Budget Secretary Uri Monson echoed that sentiment during the state budget office’s appropriations hearing. “We had another year of structural surplus where we actually brought in more than we spent,” Monson said. “And as a result, we are making the recommendations we are because, as the governor has stated quite clearly, he believes this is the time to invest in Pennsylvania and Pennsylvanians.”
As lawmakers in the state legislature take part in budget negotiations over the next several months, some lawmakers and stakeholders have already raised concerns about Shapiro’s budget and how it would contribute to the state’s structural imbalance.

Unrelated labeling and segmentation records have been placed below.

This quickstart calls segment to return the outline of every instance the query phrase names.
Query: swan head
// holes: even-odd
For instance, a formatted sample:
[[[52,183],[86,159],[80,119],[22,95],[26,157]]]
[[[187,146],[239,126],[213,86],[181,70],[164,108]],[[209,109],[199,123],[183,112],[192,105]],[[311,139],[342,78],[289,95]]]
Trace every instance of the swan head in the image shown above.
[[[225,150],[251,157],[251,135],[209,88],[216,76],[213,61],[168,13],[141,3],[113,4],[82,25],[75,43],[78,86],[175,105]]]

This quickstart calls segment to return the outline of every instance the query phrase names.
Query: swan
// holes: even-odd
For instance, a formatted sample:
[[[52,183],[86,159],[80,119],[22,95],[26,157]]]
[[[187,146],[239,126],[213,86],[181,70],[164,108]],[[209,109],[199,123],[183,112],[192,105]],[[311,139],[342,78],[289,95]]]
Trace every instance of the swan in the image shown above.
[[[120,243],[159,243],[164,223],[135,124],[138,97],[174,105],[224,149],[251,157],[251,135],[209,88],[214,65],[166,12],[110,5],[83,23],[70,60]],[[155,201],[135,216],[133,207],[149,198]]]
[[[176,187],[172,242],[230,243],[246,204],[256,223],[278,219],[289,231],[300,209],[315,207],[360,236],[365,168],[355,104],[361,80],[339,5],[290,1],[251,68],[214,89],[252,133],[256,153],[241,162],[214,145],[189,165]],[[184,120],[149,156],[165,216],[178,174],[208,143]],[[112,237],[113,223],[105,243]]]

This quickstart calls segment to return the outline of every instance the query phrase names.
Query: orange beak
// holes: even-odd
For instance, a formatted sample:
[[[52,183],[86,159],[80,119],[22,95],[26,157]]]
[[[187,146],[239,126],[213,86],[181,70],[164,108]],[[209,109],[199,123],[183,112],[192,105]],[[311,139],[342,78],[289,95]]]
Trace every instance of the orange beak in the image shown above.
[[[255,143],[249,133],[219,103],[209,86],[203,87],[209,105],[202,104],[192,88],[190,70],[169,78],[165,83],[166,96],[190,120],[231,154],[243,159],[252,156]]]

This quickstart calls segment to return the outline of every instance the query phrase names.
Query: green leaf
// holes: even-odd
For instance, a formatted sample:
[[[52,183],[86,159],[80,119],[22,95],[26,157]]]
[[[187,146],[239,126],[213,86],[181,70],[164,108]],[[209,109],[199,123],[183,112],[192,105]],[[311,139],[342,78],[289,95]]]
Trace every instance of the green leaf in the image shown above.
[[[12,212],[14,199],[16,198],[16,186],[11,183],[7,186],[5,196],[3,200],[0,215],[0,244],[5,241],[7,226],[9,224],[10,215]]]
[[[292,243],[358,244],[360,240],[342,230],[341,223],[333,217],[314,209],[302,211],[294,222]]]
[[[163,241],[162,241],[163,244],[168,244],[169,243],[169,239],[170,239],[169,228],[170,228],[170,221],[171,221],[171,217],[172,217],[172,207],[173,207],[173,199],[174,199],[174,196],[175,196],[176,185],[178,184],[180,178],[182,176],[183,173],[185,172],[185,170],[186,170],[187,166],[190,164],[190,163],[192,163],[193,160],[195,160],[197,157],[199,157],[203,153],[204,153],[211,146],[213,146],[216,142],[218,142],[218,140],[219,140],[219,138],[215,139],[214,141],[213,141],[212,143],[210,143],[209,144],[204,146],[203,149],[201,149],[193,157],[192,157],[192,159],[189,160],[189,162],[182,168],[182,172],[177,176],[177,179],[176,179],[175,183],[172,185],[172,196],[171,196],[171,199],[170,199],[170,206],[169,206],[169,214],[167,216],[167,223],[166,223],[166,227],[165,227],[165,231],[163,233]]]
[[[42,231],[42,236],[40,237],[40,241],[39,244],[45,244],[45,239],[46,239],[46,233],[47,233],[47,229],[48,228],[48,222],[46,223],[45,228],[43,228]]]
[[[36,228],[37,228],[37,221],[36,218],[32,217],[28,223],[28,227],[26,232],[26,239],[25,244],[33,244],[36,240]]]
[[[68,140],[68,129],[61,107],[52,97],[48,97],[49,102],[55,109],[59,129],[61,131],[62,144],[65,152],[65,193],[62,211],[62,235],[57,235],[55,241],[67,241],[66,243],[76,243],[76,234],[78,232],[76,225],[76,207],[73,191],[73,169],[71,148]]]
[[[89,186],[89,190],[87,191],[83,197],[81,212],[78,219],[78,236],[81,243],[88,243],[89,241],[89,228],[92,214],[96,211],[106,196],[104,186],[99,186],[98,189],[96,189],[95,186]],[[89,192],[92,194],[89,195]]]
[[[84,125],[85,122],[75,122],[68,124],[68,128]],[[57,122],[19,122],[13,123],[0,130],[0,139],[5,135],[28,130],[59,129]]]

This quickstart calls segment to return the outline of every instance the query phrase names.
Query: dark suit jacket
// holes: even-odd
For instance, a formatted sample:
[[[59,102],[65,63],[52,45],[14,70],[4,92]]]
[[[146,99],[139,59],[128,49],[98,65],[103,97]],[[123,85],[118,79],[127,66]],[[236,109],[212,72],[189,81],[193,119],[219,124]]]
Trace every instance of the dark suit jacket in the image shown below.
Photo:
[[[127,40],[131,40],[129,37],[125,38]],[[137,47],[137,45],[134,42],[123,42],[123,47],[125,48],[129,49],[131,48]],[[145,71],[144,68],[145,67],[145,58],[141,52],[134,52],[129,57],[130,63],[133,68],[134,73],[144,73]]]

Shapiro’s critics say his budget represents an inflection point – one where commonwealth leaders can either choose to spend or save.
Several weeks after the governor’s budget address, the Commonwealth Foundation, a right-leaning Harrisburg-based think tank, released its own analysis of Shapiro’s budget. Commonwealth Foundation Senior Vice President Nathan Benefield questioned the administration’s estimates.
“Pennsylvania has lost nearly 65,000 residents to other states over the last two years – working adults are leaving the commonwealth. Yet, the Shapiro administration believes the economy will surge and state revenues will exceed the IFO’s calculations by more than $850 million in fiscal years 2024-25 and 2025-26,” Benefield said in a statement. “The governor’s math doesn’t add up.”
Republicans in the General Assembly seem to agree. “Gov. Shapiro’s budget spends more than it takes in every year. You can’t do that with your personal budget. People in the audience with us today can’t spend more than they earn … I can’t do that. No one can do that – especially not state government,” state Sen. Scott Martin, the chair of the Senate Appropriations Committee, said during this year’s budget hearings.
While some are already sounding the alarm over the governor’s plan, Monson contends that the state’s present financial position, which he said is bolstered by the currently unspent reserves, makes the choice clear.
“We can sit in a bunker surrounded by money, cans of food, whatever, and wait for all those bad things to happen – or we can try to invest and invest in our community,” he said.
This year’s budget cycle aside, Goodman said that failing to address a long-term structural deficit can have significant impacts, and pointed to Illinois as an example: The state had a $6 billion deficit and had amassed $14.6 billion in unpaid bills in 2017.
“Eventually, what they were doing was simply not paying bills on time to a range of nonprofits (and) small businesses that contract with the state. That directly affected all those organizations that were providing services to people in Illinois; it also meant that they were paying more and more interest on those unpaid bills,” Goodman added. “So the problem was just getting deeper and deeper and deeper.”
He added that there are two primary ways states can address such a crisis: “Fundamentally, if you have a structural deficit, you either need more revenue or less spending to make the numbers match.”
Stier said there are “lots of options” for narrowing the commonwealth’s structural deficit. In the absence of budget cuts, he said, lawmakers could pass legislation to close tax reporting loopholes. He added that the state should reconsider planned cuts to the state’s Corporate Net Income Tax rate and touted a Democratic tax plan that seeks to change how the state taxes income, which bill sponsors estimate would generate between $2.6 billion and $6.2 billion annually. Regardless of how – and whether – lawmakers address the state’s imbalance of revenues and expenditures, Stier said that for the good of their fellow Pennsylvanians, they have no choice but to tackle the issue sooner rather than later.
“The longer you wait to address a long-term problem that is obvious to everyone,” he said, the harder “it’s going to be to address the problem.”